La Corea del Nord è uno dei posti peggiori in cui vivere grazie al leader supremo Kim-Jong-Un, che ha investito il paese nella totale povertà, causando fame e morte.

La libertà è limitata nella Corea del Nord e migliaia di rifugiati nordcoreani intraprendono un viaggio per fuggire dal loro paese, sgattaiolando attraverso il confine cinese per sfuggire al dispotismo anche se i risultati sono estremi se vengono catturati.

Il governo cinese non ha interesse ad aiutare i rifugiati nordcoreani, quindi se vengono catturati verrebbero rispediti in Corea del Nord e subiranno severe punizioni.

Poiché questa persona è preoccupata per la sua sicurezza, il suo nome verrà cambiato.

Ji Yeon, desiderava ardentemente fuggire dalla Corea del Nord, ed era consapevole della punizione che avrebbe dovuto subire come donna se catturata.

Le punizioni di una donna includono lo stupro, la tortura, la prigione, l’omicidio, la vendita a uomini, il traffico di sesso, ecc.

“Ovunque era meglio della Corea del Nord, se fossi morto, sarei morto, ma almeno ci avrei provato. Non è stata una vita degna di essere vissuta. ”

Yeon assunse un broker a cui l’aveva nominata un’amica, per dirigerla dove doveva andare. Prima andarono in una casa per nascondersi prima di partire per il loro viaggio.

“All’inizio ero spaventato, ho sentito storie di broker che rubavano i tuoi soldi e ti vendevano ai trafficanti di sesso, un’altra cosa di cui una donna deve preoccuparsi.”

Yeon finì per essere catturata al confine con la Cina, dove le fu data la possibilità di essere venduta a un uomo cinese come sua sposa o di tornare in Corea del Nord e affrontare conseguenze dannose.

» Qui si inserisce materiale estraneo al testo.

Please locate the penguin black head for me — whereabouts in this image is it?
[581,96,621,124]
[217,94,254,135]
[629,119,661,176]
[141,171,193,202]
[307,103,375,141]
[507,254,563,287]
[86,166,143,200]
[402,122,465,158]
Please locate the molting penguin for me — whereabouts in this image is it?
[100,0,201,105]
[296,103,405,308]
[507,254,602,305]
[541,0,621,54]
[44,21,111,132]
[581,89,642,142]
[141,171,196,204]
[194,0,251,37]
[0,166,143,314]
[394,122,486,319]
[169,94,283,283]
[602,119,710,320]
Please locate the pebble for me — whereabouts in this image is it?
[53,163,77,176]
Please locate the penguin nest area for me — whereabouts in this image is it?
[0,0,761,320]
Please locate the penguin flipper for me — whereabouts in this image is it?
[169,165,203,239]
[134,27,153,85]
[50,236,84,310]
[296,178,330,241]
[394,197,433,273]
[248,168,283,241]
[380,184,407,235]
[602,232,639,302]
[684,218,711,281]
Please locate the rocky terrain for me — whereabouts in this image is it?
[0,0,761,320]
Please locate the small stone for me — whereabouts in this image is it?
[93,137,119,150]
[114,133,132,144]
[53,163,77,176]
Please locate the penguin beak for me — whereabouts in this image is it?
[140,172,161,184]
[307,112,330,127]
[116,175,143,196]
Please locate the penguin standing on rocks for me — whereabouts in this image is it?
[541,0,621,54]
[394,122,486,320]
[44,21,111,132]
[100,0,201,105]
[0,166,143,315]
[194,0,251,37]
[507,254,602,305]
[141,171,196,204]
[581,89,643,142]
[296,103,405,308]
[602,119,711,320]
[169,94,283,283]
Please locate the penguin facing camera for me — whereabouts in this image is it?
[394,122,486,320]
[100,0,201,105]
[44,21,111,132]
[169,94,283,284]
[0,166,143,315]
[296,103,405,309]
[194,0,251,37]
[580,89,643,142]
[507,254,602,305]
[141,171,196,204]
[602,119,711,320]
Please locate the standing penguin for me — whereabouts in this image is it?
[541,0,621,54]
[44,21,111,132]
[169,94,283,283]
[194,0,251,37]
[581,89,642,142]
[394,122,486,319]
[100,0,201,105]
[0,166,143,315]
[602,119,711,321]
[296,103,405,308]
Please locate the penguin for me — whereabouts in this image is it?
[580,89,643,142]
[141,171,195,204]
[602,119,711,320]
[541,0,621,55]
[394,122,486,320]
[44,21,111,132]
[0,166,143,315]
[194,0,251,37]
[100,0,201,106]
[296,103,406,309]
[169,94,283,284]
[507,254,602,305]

Yeon fu schiavizzato dall’uomo cinese che scoprì violento e avrebbe minacciato di ucciderla se avesse mai tentato di andarsene.

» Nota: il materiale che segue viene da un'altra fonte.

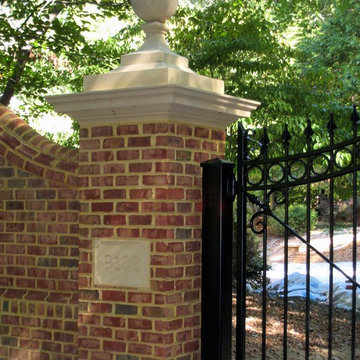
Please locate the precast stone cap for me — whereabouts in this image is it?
[131,0,178,23]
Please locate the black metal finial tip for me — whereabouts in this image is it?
[282,124,291,145]
[261,128,270,146]
[327,113,337,134]
[304,118,314,139]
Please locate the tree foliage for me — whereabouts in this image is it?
[0,0,137,143]
[0,0,360,149]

Nel disperato tentativo di fuggire, Yeon ha imparato il cinese sperando che un giorno fosse in grado di ottenere aiuto e mascherare il suo profilo nordcoreano.

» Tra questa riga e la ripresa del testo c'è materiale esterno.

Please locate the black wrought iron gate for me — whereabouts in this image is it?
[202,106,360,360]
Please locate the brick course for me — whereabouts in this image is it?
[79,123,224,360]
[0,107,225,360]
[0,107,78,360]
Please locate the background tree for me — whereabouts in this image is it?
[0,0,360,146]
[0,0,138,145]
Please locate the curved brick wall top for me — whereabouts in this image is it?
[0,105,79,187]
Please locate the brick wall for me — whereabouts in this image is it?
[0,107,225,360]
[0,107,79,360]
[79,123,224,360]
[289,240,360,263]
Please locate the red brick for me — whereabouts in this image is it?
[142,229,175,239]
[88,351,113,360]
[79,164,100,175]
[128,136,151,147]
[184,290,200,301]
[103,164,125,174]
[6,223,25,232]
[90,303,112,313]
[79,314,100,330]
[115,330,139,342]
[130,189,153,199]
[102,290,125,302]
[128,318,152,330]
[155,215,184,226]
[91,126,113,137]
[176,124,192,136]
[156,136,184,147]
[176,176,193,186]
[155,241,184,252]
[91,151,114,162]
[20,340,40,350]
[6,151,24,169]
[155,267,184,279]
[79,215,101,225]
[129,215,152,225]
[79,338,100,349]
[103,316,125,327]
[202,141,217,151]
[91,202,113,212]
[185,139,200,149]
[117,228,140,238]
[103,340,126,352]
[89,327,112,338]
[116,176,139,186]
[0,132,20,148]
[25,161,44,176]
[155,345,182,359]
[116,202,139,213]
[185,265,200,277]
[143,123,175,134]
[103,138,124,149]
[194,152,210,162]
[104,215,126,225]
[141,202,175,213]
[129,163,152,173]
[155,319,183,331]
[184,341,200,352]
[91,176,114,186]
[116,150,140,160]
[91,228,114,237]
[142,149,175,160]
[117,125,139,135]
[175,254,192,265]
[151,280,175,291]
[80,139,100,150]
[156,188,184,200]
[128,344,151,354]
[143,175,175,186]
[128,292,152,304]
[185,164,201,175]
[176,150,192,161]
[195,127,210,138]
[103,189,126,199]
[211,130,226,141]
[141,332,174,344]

Perdendo ogni speranza, un giorno Yeon andò in chiesa ed espresse i suoi dolori a un pastore, in cerca di guida.

“Ho avuto una lunga chiacchierata con lui e gli ho parlato di tutte le mie lotte per essere nordcoreano e sentirmi che non aveva più senso continuare la mia vita”.

Il pastore, desideroso di aiutare, disse a Yeon che l’avrebbe aiutata e le disse di tornare tra tre settimane.

Tre settimane dopo, Yeon tornò e le consegnò un passaporto cinese e dei soldi per comprare un biglietto aereo per la Corea del Sud.

Yeon è fuggito in Corea del Sud dove non è stata accolta dai sudcoreani come pensava di essere. Sei mesi dopo incontrò un bel soldato americano, si sposò e andò negli Stati Uniti, dove ora risiede.